Jim Boeheim, Central New York’s native son, and its most famous resident, would never retire like other legendary college basketball coaches. Not like Duke’s Mike Krzyzewski, who was fawned over at every away arena for an entire college basketball season. Coach K went out the way he was supposed to, like the prom queen who never did wrong. The shining beacon who made others better just by being near his light. A person who was beloved by all in the media and treated like royalty.
Not like Ol’ Roy Williams, who went out with the same ‘aw shucks’ mentality that he came in with decades before. Not like Mike Brey, who toasted his career with college students in an Irish bar near the Notre Dame campus.
No, Coach Boeheim would stay true to himself and his persona right up to the very end. So it was that on a drab Wednesday afternoon in drab Greensboro, North Carolina, he announced he might or might not retire to a room full of journalists who wanted nothing more than to see him go out gracefully. But if you know anything about Jim Boeheim, you know he wouldn’t do that. It just isn’t him.
To know how Jim Boeheim has comported himself in front of national media and the biggest crowds in college basketball for decades, you need to understand where he comes from. The area that birthed him and made him famous.
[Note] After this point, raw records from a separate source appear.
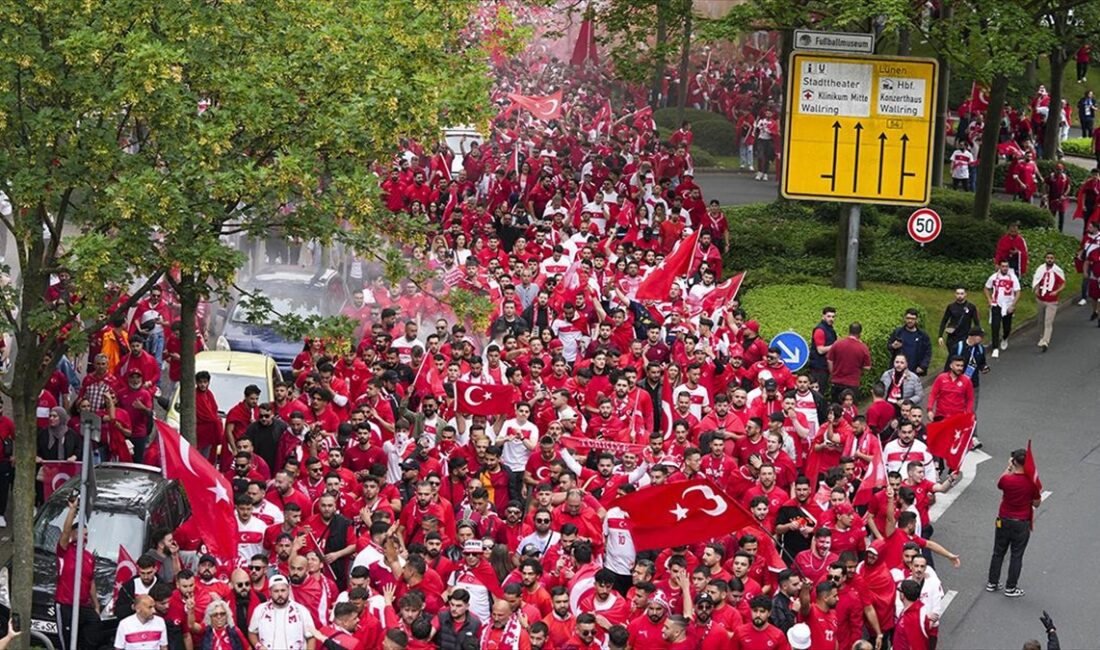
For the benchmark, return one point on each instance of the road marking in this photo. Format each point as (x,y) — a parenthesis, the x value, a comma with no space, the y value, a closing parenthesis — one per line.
(947,601)
(969,471)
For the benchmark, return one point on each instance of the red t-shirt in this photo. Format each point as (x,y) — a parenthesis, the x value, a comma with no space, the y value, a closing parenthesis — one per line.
(849,357)
(1018,494)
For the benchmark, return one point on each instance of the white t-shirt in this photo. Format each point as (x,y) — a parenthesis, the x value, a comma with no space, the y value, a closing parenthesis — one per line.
(618,549)
(286,628)
(1003,288)
(134,635)
(512,436)
(699,398)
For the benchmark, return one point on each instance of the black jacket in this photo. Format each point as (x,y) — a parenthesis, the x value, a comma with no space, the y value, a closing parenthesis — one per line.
(450,638)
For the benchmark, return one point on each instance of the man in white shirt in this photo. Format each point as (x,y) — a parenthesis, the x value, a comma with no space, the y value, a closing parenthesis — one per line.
(1002,290)
(279,624)
(143,629)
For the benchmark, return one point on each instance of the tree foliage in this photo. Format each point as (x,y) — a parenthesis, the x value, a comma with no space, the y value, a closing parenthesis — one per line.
(136,136)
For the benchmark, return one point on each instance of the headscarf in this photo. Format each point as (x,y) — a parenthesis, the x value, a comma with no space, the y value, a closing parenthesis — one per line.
(57,431)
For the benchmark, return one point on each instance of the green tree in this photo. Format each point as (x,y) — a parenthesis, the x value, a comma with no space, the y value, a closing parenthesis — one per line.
(303,96)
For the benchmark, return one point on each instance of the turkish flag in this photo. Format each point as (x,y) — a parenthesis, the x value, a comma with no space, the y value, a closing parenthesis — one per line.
(1031,470)
(484,399)
(657,284)
(124,571)
(875,477)
(212,518)
(546,108)
(684,513)
(949,438)
(723,294)
(55,473)
(979,98)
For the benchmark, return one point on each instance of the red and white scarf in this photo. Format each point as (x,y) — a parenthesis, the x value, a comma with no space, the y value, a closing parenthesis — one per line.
(509,638)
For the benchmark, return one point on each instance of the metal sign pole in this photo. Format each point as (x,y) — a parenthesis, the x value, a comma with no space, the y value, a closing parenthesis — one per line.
(850,270)
(89,429)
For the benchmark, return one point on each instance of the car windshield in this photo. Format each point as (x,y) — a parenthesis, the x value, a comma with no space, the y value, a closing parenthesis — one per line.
(229,388)
(304,306)
(106,531)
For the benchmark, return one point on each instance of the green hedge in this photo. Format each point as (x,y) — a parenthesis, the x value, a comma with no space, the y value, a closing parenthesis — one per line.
(798,308)
(1078,146)
(702,158)
(668,119)
(716,136)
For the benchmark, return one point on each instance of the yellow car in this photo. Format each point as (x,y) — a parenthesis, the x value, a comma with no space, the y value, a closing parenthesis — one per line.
(230,372)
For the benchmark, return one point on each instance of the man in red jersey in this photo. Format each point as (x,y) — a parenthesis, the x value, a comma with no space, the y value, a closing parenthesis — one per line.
(1020,496)
(759,634)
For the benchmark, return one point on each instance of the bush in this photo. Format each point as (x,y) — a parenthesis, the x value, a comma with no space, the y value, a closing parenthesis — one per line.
(796,308)
(1027,216)
(667,118)
(1078,146)
(702,158)
(717,136)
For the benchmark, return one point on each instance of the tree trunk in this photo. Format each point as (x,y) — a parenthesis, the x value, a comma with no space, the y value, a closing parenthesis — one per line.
(26,384)
(987,155)
(1051,144)
(785,47)
(684,61)
(188,306)
(655,96)
(939,147)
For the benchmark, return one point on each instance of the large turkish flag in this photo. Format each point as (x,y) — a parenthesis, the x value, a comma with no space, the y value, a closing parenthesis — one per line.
(678,514)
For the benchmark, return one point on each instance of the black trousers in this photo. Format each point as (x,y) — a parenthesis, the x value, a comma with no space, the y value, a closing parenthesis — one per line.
(87,632)
(1009,535)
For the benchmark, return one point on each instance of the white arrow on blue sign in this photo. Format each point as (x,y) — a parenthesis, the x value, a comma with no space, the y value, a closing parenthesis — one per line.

Central New York’s personality is cynical, protective, and grumpy. In many ways, Jim Boeheim IS Central New York. He embodies all the great and not-so-great things about the area. People in national media and even Syracuse grads from the Northeast Corridor covering him can’t truly appreciate his symbiotic relationship with Syracuse and the surrounding area.
People from Central New York never believe things will turn out well. Optimism is believing winter won’t start until after Halloween.
We are irritated by pomp, self-loathing to a fault, and fiercely loyal and protective of the place we call home. We are not graceful, and we are not classy. We’re always mildly angry and prone to be blunt and truthful despite how it might come across.
Central New York as a community has been beaten down, built up, and then pushed back down again. From mega malls promising an economic revival to a lake so polluted it's taken decades to get it to a point where it’s okay to even swim in it, people here are always ready for the worst and rarely expect the best.
That’s why we love Jim Boeheim so passionately. He’s just like us. So his retirement/non-retirement statements after a dismal loss in a dismal season were, if not expected, certainly not shocking. He’s too prideful to admit it was time to step aside, too sardonic to cave to the journalists pestering him. And most of all, he was too scared to show how much he cared.
Boeheim wears his emotions on his sleeve. That emotion is often dismissive boredom and irritation with those who deign to question his basketball acumen. He is irrationally prickly and thin-skinned when it comes to the local media. He never lets them forget their mistakes and is quick to thrash them in post-game pressers. But that’s not his only emotion.
One only has to look at his press conference after Pearl Washington died. He was close to inconsolable and deeply human at a moment when that’s what everyone in Central New York needed. He cares too much. He cares too deeply. Most of all, he cares about Syracuse University and the program he built over the past five decades.
So to ask this proud, irritable, sarcastic, and grim 78-year-old to announce his retirement in (of all places) Greensboro, North Carolina, was to expect him to put down his shield and be open and vulnerable.
If he had announced what was expected of him, knowing the man and the coach, and where he comes from, I don’t think he could have held it together. I don’t think he would have been able to hold in his emotions. So he deflected and used sarcasm and wry smiles to get through it.
He knew this was it, but he didn’t want to give all of us the satisfaction of seeing him not be who we thought he was for the last 50 years. He didn’t want anyone to see that behind the tartness, and the irascibility of the man was someone who cared for his community, his university, and his legacy almost too deeply.
In the end, coach stayed true to who he was. He is an enigma to outsiders and gave people in Central New York a reason to be proud. He is ours, and as he steps down awkwardly, he does so, representing a community that knows its shortcomings but will NEVER admit it to anyone who is not from here.
As John and Paul once said when Coach Boeheim was finishing up his career as a Syracuse player, “I am he as you are he as you are me, and we are all together.” If you’re not from here, you won’t get it. And frankly, we like it that way. He’s ours in a way most fanbases can’t understand. His good, bad, and ugly sides are what we in this community are. He’s us. And that’s why we love him.